Verouderde browser

U gebruikt een verouderde browser. DNB.nl werkt het beste met:

Tijdelijke regeling voor toeslagen in 2023 vanwege voorgenomen transitie

Factsheet

Een pensioenfonds kan een voorwaardelijke toeslag verlenen indien aan bepaalde wettelijke eisen is voldaan. In artikel 137 van de Pensioenwet (Pw) en artikel 15 van het Besluit financieel toetsingskader (Besluit FTK) pensioenfondsen is geregeld wanneer en in welke mate pensioenfondsen een voorwaardelijke toeslag kunnen verlenen, de zogenoemde toekomstbestendige toeslagverlening. Zie hiervoor het factsheet ‘toeslag ofwel indexatie’.

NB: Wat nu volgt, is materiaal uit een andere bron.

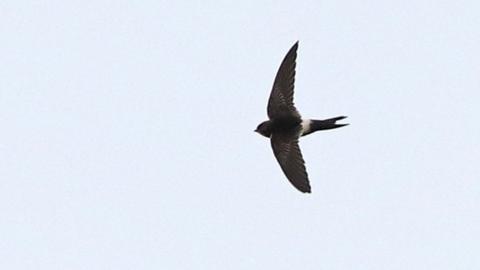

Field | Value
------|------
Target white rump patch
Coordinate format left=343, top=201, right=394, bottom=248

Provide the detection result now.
left=302, top=119, right=312, bottom=134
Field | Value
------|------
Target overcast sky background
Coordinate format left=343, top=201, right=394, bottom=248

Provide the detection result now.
left=0, top=0, right=480, bottom=270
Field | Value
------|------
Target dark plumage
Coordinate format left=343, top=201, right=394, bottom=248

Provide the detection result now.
left=255, top=41, right=347, bottom=193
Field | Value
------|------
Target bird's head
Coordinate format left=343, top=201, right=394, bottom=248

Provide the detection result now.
left=254, top=121, right=272, bottom=138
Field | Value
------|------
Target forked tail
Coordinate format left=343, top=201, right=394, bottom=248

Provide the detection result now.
left=311, top=116, right=348, bottom=132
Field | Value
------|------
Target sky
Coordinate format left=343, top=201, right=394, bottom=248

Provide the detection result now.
left=0, top=0, right=480, bottom=270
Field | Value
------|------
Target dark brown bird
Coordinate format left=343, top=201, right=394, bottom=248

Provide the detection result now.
left=255, top=41, right=348, bottom=193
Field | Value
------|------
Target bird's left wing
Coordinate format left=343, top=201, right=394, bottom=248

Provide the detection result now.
left=267, top=41, right=300, bottom=119
left=270, top=128, right=311, bottom=193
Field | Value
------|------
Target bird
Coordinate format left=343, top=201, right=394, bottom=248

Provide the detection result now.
left=255, top=41, right=348, bottom=193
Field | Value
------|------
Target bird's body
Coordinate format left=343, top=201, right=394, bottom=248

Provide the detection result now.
left=255, top=42, right=347, bottom=193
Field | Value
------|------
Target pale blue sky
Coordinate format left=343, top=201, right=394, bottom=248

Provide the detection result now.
left=0, top=0, right=480, bottom=270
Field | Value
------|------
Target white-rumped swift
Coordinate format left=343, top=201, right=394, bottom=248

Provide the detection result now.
left=255, top=41, right=348, bottom=193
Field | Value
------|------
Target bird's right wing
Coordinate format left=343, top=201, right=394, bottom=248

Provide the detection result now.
left=267, top=41, right=300, bottom=119
left=270, top=129, right=311, bottom=193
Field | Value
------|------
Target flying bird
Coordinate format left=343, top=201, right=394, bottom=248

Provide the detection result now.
left=255, top=41, right=348, bottom=193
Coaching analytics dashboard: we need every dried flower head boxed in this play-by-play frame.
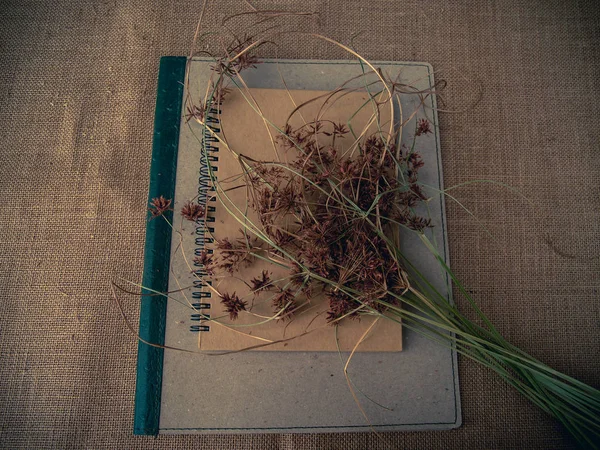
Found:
[415,119,431,136]
[194,250,214,276]
[148,195,172,217]
[221,292,248,320]
[181,202,206,222]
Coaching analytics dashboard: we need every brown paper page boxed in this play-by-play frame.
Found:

Gepubliceerd: 15 juli 2022

Bekijk eerdere versies in het archief

Mede naar aanleiding van het verzetten van de beoogde inwerkingtreding van de Wet toekomst pensioenen (Wtp), waaronder het transitie-ftk was al eerder een tijdelijke regeling voor toeslagverlening ingevoerd in artikel 15c Besluit FTK. Deze indexatie AMvB wordt nu verlengd tot eind 2023. Op basis van deze tijdelijke regeling, de ‘Indexatie AMvB’, kunnen pensioenfondsen, als ze daarvoor kiezen, onder voorwaarden afwijken van de bestaande regels van de toekomstbestendige toeslagverlening vooruitlopend op de transitie naar de beoogde Wtp.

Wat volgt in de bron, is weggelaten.